Allez-vous de plus en plus évoluer vers la "bonne bouffe" ?


O.B : Nous avons une volonté de s'assurer de la qualité de nos produits. Mais quand vous venez au McDo' une fois par mois, vous avez aussi le droit de vous faire plaisir...


E.G : D'ailleurs, nos clients n'ont pas envie de faire attention lorsqu'ils viennent chez nous. Un jour, nous avions eu la bonne idée de tester une boisson light imposée si le client ne pensait pas à préciser s'il le souhaitait ou non. Nous nous sommes faits massacrer dans les tests ! Ils nous ont dit : "Mais de quoi vous vous mêlez ?" Alors si nous élargissons les choix afin qu'il y en ait pour chacun, ne nous y trompons pas : l'hamburger reste notre créneau."
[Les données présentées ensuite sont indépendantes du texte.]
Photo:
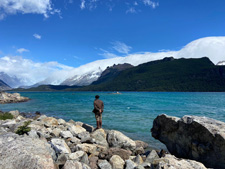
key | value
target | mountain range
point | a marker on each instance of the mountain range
(168, 74)
(4, 86)
(27, 73)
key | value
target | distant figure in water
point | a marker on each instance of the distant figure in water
(98, 109)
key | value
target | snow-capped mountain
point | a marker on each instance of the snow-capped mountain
(12, 81)
(221, 63)
(211, 47)
(29, 72)
(84, 79)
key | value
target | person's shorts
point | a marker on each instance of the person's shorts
(98, 117)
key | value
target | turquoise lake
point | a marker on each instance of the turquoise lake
(130, 112)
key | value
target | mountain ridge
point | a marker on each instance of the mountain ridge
(168, 74)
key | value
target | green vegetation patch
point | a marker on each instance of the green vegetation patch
(5, 116)
(23, 129)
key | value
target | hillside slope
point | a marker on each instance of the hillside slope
(4, 86)
(167, 75)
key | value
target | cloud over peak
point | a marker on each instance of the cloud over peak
(12, 7)
(21, 50)
(121, 47)
(37, 36)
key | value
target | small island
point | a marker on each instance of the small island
(11, 98)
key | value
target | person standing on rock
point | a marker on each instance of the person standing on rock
(98, 110)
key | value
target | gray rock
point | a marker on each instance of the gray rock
(76, 156)
(61, 121)
(62, 158)
(141, 167)
(72, 122)
(15, 113)
(75, 130)
(50, 122)
(66, 134)
(152, 156)
(104, 164)
(3, 130)
(11, 98)
(85, 137)
(170, 161)
(75, 140)
(24, 152)
(117, 139)
(146, 165)
(192, 137)
(55, 132)
(90, 148)
(41, 117)
(88, 127)
(117, 162)
(33, 134)
(9, 124)
(70, 164)
(84, 159)
(85, 166)
(99, 137)
(138, 159)
(140, 143)
(60, 146)
(124, 154)
(130, 164)
(93, 160)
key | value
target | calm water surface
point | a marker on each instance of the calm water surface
(131, 112)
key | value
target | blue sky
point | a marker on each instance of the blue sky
(76, 32)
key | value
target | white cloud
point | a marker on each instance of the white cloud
(121, 47)
(106, 54)
(31, 72)
(37, 36)
(12, 7)
(21, 50)
(131, 10)
(150, 3)
(110, 4)
(82, 5)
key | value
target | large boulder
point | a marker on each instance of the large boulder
(171, 162)
(50, 121)
(24, 152)
(124, 154)
(192, 137)
(15, 113)
(118, 139)
(70, 164)
(99, 137)
(60, 146)
(12, 98)
(90, 148)
(117, 162)
(76, 129)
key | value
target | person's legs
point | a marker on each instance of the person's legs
(100, 123)
(97, 121)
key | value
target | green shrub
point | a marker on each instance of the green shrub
(23, 129)
(4, 116)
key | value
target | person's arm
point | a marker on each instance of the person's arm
(96, 107)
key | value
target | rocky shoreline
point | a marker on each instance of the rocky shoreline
(12, 98)
(192, 137)
(45, 142)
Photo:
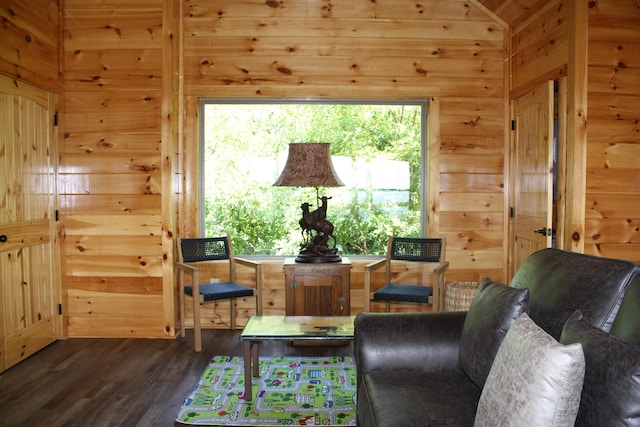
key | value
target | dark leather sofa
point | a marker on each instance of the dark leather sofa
(428, 369)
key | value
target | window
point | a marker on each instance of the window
(377, 150)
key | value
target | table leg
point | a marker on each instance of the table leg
(255, 350)
(247, 370)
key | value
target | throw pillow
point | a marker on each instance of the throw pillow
(493, 310)
(611, 392)
(534, 380)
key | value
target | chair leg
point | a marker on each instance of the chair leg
(232, 311)
(182, 303)
(197, 330)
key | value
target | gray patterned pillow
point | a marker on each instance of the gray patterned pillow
(534, 381)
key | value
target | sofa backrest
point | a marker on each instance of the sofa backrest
(626, 326)
(561, 282)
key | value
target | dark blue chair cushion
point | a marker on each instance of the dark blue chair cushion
(224, 290)
(407, 293)
(611, 390)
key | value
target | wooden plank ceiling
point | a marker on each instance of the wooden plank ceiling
(512, 11)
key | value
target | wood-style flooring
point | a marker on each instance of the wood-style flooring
(119, 382)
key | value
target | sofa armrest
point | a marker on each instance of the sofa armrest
(407, 341)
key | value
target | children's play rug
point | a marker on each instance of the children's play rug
(290, 391)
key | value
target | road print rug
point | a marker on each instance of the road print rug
(290, 391)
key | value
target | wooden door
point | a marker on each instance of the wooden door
(317, 289)
(29, 284)
(532, 194)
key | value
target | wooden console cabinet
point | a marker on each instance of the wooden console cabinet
(317, 289)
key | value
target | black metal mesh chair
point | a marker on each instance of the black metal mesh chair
(193, 252)
(414, 272)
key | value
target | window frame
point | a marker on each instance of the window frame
(423, 103)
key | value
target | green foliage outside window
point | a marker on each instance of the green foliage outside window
(244, 149)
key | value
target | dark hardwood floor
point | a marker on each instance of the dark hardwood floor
(119, 382)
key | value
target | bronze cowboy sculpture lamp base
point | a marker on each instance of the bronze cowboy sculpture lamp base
(309, 165)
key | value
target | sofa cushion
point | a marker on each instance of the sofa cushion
(492, 312)
(611, 391)
(437, 399)
(626, 327)
(562, 282)
(534, 380)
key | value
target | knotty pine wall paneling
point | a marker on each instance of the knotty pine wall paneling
(30, 42)
(449, 50)
(612, 212)
(603, 170)
(115, 173)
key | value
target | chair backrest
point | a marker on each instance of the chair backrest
(428, 251)
(207, 249)
(415, 249)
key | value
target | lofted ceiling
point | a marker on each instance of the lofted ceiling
(513, 11)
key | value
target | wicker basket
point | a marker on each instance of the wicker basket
(458, 295)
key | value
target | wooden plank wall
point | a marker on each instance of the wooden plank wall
(612, 214)
(111, 169)
(30, 47)
(113, 188)
(446, 50)
(540, 43)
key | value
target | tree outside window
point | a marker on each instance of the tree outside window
(377, 151)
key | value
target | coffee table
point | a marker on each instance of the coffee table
(288, 328)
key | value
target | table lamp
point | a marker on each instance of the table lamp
(309, 165)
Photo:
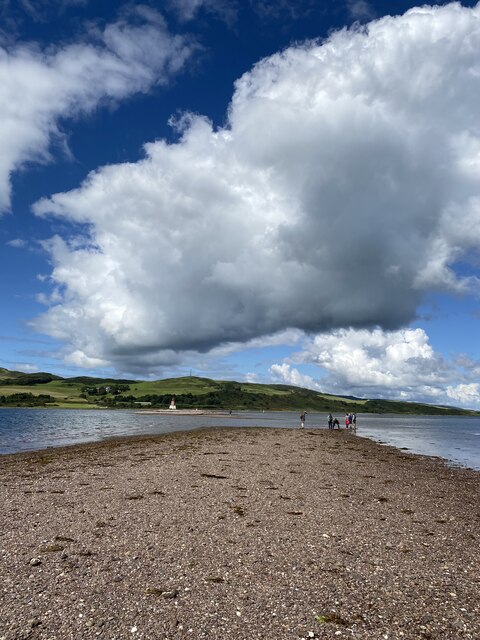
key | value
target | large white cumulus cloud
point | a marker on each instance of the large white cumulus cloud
(39, 87)
(344, 187)
(399, 365)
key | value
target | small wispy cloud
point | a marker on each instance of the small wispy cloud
(18, 243)
(360, 10)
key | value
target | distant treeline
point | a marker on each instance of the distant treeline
(26, 400)
(29, 379)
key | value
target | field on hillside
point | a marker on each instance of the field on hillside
(190, 392)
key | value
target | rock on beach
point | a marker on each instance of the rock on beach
(238, 533)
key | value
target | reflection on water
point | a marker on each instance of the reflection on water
(456, 438)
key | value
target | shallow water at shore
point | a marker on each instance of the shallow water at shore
(456, 438)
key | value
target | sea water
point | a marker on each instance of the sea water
(455, 438)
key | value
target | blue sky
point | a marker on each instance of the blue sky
(264, 191)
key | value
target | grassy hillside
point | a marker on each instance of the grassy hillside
(45, 389)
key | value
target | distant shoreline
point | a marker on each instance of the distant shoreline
(238, 532)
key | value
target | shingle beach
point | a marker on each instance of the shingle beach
(238, 533)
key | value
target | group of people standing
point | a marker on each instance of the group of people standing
(350, 421)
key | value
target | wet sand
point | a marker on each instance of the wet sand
(238, 533)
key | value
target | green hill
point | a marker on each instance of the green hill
(45, 389)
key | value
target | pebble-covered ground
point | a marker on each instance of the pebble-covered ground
(241, 534)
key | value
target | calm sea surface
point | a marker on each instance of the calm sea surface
(456, 438)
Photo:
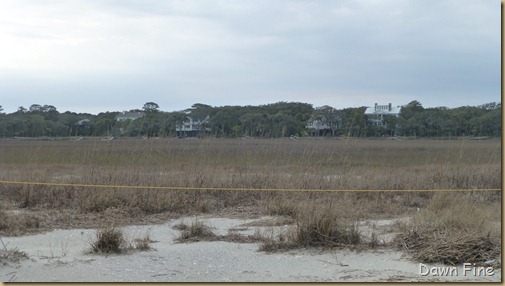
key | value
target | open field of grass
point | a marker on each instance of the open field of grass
(246, 165)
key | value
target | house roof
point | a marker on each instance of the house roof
(383, 109)
(129, 115)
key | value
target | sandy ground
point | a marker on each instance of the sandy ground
(61, 256)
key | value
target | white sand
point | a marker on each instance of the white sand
(59, 256)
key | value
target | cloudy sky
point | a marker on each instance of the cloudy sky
(113, 55)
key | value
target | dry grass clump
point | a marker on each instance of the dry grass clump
(112, 240)
(11, 255)
(453, 229)
(319, 225)
(108, 240)
(15, 224)
(197, 231)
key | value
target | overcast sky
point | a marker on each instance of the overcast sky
(113, 55)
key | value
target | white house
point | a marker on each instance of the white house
(129, 115)
(377, 113)
(192, 127)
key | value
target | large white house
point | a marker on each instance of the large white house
(129, 115)
(377, 113)
(192, 127)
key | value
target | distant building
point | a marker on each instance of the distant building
(192, 127)
(377, 113)
(129, 115)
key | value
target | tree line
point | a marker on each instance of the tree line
(275, 120)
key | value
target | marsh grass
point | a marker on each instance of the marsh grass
(454, 229)
(321, 218)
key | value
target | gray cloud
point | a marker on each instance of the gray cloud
(117, 54)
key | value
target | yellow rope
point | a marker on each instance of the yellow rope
(225, 189)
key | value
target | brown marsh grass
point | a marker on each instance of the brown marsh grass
(244, 166)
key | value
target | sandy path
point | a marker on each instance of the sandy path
(59, 256)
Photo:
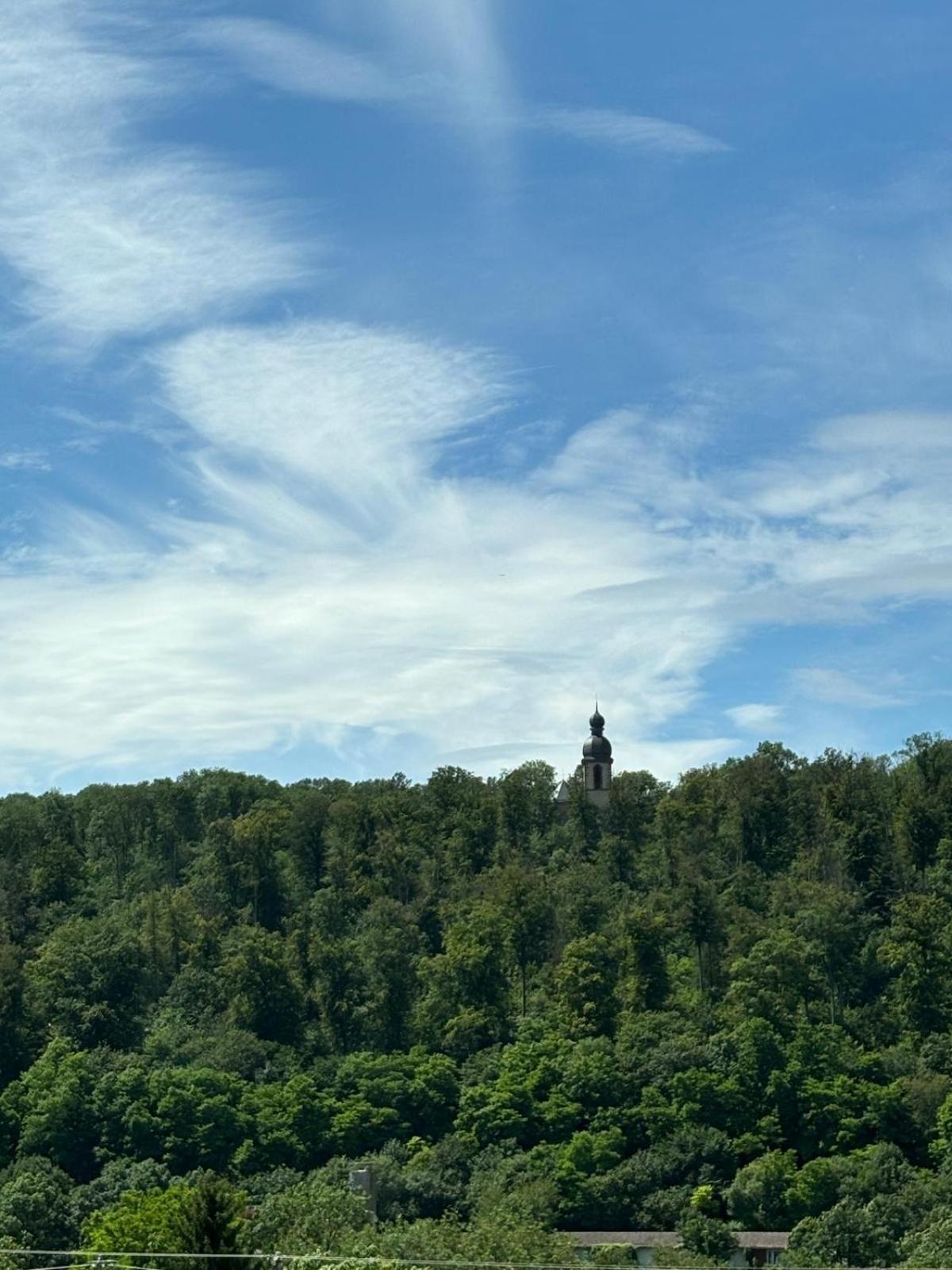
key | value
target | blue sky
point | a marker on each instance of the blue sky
(382, 380)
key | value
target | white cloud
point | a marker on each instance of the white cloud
(625, 130)
(317, 582)
(442, 55)
(894, 431)
(835, 687)
(754, 717)
(25, 460)
(109, 238)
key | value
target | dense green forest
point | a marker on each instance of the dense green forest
(725, 1003)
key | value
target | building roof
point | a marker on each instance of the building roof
(597, 747)
(670, 1238)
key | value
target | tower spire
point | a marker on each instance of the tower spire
(597, 761)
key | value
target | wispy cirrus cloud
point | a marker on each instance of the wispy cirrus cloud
(625, 131)
(25, 460)
(108, 237)
(317, 582)
(755, 717)
(441, 55)
(295, 61)
(835, 687)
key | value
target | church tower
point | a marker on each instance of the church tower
(597, 762)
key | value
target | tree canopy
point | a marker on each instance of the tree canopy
(725, 1001)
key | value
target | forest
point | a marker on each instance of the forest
(721, 1003)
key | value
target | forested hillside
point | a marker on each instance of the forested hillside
(729, 1000)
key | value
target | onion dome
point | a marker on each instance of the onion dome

*1 Résumé de l'enquête de Télérama.fr l Début 2009, l'agence de presse Tony Comiti vendait à M6 une enquête sur la restauration rapide dans laquelle les journalistes s'intéressaient à McDonald's et KFC. En caméra cachée, ces derniers découvraient que chez McDonald's, contrairement à ce qui est dit au client, les hamburgers qui ne sont pas vendus en dix minutes ne sont pas jetés. Chez le franchisé où est tourné le reportage, ils continuent d'être vendus quatre heures après leur fabrication et des étiquettes mentionnant la date de péremption des produits sont remplacées sitôt leur durée de vie dépassée. Bref, des images pas vraiment à l'avantage de l'enseigne qui réagit : la régie publicitaire de M6 intervient auprès de la rédaction en chef ; McDonald's exige la livraison du film et de tous les rushes tournés en caméra cachée faute de quoi il menace la chaîne d'un procès. Des députés français appellent le producteur en lui demandant de «laisser tomber» avec cet argument imparable : "C'est des copains". M6 et McDonald's finissent par transiger : pour contrebalancer l'image désastreuse, une nouvelle séquence sera tournée chez un autre franchisé... [Pour voir les vidéos de l'enquête, cliquer sur le lien ci-dessous.]


*2 : En 1999, le syndicat agricole Confédération paysanne, par l'entremise de M. José Bové et d’autres paysans français, attire l’attention internationale sur la mal-bouffe en démontant une sandwicherie franchisée de McDonald en cours d'assemblage à l'entrée de la petite ville de Millau (Aveyron). L’action fait suite à l'interdiction des importations en Europe par l’Union européenne des viandes américaines issues de vaches piquées aux hormones de croissance. En signe de rétorsion, les États-Unis augmentent les frais de douanes des fromages au lait cru français, dont le célèbre Roquefort, ainsi que d’autres produits européens. José Bové a été condamné pour cela à trois mois de prison.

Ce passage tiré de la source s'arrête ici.